For example, the detector may be at the top of a circuit pack that is placed in an assembly with convection cooling where that detector is provided to measure the temperature of the airflow leaving the top of the circuit pack and hence feeding to the next equipment above.

For a full understanding of the implications of a measurement provided by that detector, a detailed understanding of its positioning and purpose is necessary. It is intended that the specification model provide such detail.

The specification model will be generalized such that the details provided can be used in any relevant application. It will not describe detailed per instance cases. Hence the specification will be used in conjunction with the actual instance arrangement to allow understanding of any reading in context.

Traditionally, with ad-hoc formatting and variable accuracy of definitions etc., only a well experienced SME would have a chance of determining the relevance of a detected value.

In a modern and future solutions we can do and have to do better. The intention is that the specification approach using the generalised specification definition structure set out in this document will provide a basis for LLM assisted specification generation and interpretation.

8. Recursive pruning and refactoring

This builds on the example sketches and formalizes the process of recursive pruning and refactoring.

The essential process involves defining a general abstracted thing at some intermediate point in the progression of refinement (e.g., a temperature sensor), setting out a reasonable derivation path from the most generalized component and then refining that general abstract thing by recursive pruning and refactoring to arrive at the necessary specialization.

The following subsections take some generalised cases to illustrate the process.

8.1. Thing to component

In this approach a thing has all possible functions and capabilities of anything imaginable. Moving to component via pruning and refactoring involves recognition of the concept of boundary of a thing and then facet of a boundary, i.e., a surface that can "interface" with the surface of another thing. From facet, we can derive port which is a specific place on the surface where an interface can be formed. The idea of port is fundmental in the essence of a component as it is the place where the component capabilities are accessed.

The same essential approach can be used to move from assembly of things being a thing to the more formalised component system pattern.

A component can be physical or abstract functional. All components have some active influence on their environment (unlike a specification which is an informational thing and is inherently passive). The generalized abstract functional component is a pruned form of the generalized component. It includes all possible behaviours. It is still too general to apply meaningfully and requires further pruning.

8.2. Component to specific termination point

A termination point as per [RFC8345] is a specific pruned functional component that offers at its ports a defined subset of all possible functions. It does not offer the capability to forward information over great distances but does offer the ability to provide access to a flow of information at a specific place. In other standards [ITU-T G.7711] the LogicalTerminationPoint has roles including in one direction processing an incoming flow determining timing and framing and extracting the content "payload".

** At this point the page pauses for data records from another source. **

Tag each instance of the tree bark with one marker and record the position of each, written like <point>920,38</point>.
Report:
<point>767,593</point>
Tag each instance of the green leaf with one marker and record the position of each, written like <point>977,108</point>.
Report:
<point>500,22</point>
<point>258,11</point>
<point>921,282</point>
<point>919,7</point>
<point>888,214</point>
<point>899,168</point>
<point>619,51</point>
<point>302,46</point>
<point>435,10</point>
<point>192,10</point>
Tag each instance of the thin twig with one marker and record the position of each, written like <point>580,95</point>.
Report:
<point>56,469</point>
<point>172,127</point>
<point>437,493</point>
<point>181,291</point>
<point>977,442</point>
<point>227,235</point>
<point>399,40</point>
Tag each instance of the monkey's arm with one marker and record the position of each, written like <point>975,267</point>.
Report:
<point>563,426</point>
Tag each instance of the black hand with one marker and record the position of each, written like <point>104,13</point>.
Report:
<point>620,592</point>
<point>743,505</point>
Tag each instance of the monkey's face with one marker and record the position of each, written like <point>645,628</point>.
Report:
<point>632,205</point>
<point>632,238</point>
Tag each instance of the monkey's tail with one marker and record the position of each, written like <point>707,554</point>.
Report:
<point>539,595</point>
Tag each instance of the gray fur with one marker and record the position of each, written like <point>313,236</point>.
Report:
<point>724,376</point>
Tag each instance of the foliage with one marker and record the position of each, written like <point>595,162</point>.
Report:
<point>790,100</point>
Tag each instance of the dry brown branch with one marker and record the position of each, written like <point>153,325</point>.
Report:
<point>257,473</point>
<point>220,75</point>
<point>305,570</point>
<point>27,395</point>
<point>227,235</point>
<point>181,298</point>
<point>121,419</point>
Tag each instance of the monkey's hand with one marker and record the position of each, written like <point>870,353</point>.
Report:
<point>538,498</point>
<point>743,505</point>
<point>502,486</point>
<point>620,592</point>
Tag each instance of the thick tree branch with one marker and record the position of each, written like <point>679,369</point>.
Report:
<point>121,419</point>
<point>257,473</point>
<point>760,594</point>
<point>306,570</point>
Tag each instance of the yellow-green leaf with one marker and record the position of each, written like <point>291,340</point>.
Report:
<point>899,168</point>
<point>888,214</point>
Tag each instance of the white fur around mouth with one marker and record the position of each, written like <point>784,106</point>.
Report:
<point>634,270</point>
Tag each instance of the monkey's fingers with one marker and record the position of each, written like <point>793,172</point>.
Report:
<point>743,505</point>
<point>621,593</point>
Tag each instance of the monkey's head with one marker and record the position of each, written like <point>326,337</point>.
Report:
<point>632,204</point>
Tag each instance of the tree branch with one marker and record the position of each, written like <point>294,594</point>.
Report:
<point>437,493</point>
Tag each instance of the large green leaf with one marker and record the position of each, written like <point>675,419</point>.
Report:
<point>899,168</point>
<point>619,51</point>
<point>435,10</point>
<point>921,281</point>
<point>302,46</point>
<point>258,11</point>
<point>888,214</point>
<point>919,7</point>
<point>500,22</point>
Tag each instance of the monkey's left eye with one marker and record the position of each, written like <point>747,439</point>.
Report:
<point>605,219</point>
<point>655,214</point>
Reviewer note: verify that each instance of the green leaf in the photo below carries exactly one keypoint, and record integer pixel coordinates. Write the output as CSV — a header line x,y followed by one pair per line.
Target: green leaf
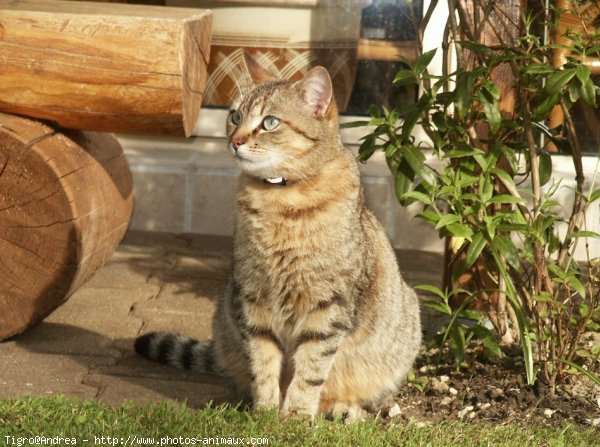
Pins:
x,y
589,234
374,111
489,340
588,92
459,230
421,197
433,289
353,124
546,105
403,180
416,159
446,220
475,248
543,297
545,162
474,46
390,150
366,149
504,176
423,61
505,198
429,216
465,82
507,248
438,306
558,80
491,109
577,285
463,151
404,77
439,119
594,196
539,69
583,73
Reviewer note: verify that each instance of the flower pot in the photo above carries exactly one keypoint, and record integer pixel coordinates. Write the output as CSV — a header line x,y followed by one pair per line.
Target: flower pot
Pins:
x,y
288,37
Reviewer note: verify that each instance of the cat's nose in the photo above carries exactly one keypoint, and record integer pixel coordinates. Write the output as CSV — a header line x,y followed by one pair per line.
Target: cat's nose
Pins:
x,y
237,142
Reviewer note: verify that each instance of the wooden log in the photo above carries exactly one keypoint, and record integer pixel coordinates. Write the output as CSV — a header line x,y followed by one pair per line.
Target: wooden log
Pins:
x,y
104,67
65,202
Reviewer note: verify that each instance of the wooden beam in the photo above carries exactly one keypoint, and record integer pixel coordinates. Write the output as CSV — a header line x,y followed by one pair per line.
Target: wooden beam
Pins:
x,y
65,201
106,67
394,51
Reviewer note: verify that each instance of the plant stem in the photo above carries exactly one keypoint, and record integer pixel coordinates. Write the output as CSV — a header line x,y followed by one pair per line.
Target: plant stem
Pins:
x,y
578,202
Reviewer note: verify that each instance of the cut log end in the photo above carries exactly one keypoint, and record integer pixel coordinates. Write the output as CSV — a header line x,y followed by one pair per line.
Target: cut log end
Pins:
x,y
65,202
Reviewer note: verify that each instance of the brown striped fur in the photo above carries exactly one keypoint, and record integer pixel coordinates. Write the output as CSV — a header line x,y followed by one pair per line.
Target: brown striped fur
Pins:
x,y
315,317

The termination point is still general and requires refinement to represent what is really feasible and useful in a network deployment context.

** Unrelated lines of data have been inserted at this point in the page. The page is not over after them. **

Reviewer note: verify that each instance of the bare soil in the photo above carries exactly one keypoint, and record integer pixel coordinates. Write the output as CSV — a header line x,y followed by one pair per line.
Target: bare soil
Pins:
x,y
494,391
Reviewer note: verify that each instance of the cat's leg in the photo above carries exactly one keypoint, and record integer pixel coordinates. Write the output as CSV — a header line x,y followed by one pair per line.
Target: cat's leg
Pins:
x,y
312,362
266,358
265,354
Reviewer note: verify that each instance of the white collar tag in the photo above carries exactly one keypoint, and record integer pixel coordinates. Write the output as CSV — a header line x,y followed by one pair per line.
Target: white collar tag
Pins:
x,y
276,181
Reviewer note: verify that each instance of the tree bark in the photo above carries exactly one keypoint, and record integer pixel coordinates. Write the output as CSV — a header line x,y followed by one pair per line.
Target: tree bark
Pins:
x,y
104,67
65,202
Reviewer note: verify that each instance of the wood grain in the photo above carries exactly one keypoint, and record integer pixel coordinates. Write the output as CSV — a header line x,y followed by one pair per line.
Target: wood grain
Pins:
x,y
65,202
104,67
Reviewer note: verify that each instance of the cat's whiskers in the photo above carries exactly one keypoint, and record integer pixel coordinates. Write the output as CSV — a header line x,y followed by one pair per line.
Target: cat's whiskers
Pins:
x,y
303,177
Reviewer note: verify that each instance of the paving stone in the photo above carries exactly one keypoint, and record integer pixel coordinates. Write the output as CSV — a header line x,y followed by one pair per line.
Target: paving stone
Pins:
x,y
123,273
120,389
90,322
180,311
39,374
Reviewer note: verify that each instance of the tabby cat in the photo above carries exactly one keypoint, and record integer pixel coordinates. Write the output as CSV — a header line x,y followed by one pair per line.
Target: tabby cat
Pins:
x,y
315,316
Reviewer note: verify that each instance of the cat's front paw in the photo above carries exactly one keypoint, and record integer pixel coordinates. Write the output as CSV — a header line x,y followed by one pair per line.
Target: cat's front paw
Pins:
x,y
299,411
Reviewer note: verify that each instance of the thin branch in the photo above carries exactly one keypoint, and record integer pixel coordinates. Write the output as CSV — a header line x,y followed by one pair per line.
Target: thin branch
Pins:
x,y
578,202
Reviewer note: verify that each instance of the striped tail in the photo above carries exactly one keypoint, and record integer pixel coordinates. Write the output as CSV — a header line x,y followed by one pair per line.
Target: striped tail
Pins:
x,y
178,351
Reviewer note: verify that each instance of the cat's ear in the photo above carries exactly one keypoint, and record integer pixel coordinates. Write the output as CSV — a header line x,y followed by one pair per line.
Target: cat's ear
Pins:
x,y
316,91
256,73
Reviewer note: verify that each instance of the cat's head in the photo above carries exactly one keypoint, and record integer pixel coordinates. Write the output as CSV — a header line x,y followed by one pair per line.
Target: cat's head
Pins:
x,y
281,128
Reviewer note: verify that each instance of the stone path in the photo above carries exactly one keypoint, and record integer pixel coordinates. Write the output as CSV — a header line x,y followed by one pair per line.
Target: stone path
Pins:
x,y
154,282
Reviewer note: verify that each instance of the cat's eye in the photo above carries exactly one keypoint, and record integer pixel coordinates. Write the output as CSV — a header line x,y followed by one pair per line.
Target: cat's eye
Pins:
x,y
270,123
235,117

Up to this point refinement was carried out via pruning and refactoring where each level resulted in an explicit relabelling Thing -> Component -> TerminationPoint. Traditionally, the same orientation of progression was considered as a process of classification where properties were added as opposed to removed and the process continued beyond this point to highly specialised classes.

In the approach realized via [RFC8345] and [ITU-T G.7711], further refinement is carried out by augmentation. Here augmentation essentially exposes properties that were already encompassed by the definition of the thing being augmented. It is not an extension, it is an exposure of underlying properties.

So a termination point that processes photons is represented via an augmentation of the generalised termination point. Likewise, the termination point that process Ethernet is represented via an equivalent augmentation. Clearly, an augmentation of a termination point with photonic and Ethernet properties is not rational.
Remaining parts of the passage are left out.